A ala opositora ao MBL havia sido chamada às pressas, e por isso parecia bem menos organizada. Vitral reclamou no microfone que havia sido chamada por Kataguri pelo WhatsApp sem muitas cerimônias. Ele teria avisado genericamente que era um debate sobre o Escola Sem Partido, e não sobre o projeto de lei específico de Holiday – depois, na mesa, Kataguiri ficaria debochando, dizendo que ninguém leu o projeto.

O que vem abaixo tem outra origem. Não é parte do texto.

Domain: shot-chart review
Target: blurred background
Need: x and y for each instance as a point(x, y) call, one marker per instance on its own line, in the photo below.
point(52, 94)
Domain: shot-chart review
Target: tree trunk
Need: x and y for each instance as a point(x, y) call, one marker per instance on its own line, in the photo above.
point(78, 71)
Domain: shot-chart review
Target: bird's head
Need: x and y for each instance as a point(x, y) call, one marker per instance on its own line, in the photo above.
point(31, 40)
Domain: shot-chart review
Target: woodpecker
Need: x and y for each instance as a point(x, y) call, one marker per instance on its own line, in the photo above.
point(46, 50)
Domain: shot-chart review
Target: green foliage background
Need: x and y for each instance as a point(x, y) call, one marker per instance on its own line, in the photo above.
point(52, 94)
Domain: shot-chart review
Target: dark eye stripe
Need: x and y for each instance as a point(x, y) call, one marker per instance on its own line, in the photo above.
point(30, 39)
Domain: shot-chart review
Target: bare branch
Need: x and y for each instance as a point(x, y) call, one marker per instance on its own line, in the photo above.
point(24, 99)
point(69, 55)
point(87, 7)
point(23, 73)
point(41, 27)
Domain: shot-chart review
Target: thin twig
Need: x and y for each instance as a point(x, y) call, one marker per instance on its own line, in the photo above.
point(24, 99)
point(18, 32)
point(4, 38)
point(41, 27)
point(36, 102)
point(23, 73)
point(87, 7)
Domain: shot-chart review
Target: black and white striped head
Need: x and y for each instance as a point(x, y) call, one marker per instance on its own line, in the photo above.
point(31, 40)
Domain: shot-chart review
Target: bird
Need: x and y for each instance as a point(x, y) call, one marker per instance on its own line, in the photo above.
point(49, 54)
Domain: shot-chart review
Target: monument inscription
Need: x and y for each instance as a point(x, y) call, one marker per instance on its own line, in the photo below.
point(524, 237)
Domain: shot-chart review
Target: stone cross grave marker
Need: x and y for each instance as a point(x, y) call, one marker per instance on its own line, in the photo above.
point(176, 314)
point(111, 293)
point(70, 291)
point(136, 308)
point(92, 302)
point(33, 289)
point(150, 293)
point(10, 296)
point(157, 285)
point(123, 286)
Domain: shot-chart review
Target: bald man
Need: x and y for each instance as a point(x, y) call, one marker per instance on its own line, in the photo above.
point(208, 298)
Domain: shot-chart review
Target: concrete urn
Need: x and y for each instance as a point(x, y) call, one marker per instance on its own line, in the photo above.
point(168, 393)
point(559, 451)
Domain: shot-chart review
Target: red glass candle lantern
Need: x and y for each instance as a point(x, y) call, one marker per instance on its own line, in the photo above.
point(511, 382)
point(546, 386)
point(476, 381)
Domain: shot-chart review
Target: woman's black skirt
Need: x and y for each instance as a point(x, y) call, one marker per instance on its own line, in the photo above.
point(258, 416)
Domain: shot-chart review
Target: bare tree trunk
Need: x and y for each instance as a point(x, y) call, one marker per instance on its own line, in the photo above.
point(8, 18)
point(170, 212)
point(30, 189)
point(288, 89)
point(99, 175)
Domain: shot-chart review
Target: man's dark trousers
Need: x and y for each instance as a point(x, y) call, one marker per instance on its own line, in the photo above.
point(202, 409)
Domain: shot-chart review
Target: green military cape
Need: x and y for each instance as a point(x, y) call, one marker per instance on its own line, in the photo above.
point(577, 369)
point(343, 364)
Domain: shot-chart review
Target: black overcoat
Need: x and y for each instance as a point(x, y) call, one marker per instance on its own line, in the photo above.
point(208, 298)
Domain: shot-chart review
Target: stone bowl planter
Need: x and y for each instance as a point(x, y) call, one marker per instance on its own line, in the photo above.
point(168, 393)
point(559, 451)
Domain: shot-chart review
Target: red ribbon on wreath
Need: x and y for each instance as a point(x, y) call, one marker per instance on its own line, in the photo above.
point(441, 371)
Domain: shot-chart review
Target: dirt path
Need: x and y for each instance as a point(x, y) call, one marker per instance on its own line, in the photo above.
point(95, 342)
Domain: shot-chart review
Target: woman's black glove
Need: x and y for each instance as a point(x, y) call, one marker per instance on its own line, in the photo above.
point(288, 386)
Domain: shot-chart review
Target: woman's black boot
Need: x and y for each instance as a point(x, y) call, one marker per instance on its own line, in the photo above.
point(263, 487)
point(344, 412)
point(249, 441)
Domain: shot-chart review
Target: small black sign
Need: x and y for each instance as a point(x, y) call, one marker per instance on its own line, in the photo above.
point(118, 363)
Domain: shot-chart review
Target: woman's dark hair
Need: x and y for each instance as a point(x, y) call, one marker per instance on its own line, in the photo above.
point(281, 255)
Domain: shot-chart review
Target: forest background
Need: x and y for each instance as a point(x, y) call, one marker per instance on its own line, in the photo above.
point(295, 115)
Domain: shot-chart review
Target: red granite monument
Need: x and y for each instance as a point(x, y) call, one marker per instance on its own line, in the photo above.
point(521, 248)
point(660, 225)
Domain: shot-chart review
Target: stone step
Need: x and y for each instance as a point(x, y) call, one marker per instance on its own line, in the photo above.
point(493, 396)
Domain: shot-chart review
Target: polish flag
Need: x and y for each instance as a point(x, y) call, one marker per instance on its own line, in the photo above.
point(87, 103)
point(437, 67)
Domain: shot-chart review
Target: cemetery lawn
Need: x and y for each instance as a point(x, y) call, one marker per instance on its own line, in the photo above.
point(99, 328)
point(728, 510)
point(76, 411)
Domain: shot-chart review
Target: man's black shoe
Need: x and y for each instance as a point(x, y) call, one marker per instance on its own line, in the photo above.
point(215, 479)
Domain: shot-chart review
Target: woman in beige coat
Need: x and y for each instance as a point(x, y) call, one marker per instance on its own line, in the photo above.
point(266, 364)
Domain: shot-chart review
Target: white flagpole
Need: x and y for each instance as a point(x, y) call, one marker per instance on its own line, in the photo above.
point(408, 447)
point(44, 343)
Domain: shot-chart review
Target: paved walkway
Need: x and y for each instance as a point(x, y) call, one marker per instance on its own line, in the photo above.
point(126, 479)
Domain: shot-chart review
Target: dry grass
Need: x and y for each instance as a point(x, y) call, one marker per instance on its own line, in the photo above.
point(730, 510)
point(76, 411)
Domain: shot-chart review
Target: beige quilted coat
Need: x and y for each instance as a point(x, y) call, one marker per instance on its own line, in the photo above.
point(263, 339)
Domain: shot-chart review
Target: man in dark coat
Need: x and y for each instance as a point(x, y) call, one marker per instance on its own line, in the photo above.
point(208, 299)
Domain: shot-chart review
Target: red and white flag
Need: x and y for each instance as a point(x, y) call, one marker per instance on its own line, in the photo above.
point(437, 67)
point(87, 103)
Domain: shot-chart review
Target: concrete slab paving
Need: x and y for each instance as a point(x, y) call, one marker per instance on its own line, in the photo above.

Quando os cidadãos inscritos para dar seu depoimento sobre o projeto, a chapa pareceu que ia esquentar. Do Val recusou-se a não filmar um dos depoentes, que pediu para o vlogger afastar o seu celular (celulares filmando estavam em peso nas mãos da confraria do MBL), uma secundarista tentou tampar a câmera com um cartaz pintado com a bandeira anarquista vermelha e preta. Gritaria, guardas mobilizados, confusão – todo mundo de volta aos lugares. Não foi dessa vez. E nem da vez seguinte, quando, depois de provocar os secundaristas dizendo que eles não sabiam “interpretar texto”, Arthur viu uma bolinha de papel passar quase perto da sua cabeça. “Essa é a esquerda autoritária”, reclamou. Mais guardas civis, tentando dessa vez expulsar algum responsável pela traquinagem, mais confusão, mas ninguém foi embora. Toda vez que o MBL acusava o campo contrário de ser vinculado a algum partido (PT ou PCdoB), os autonomistas levantavam-se gritando seus lemas sobre autogestão.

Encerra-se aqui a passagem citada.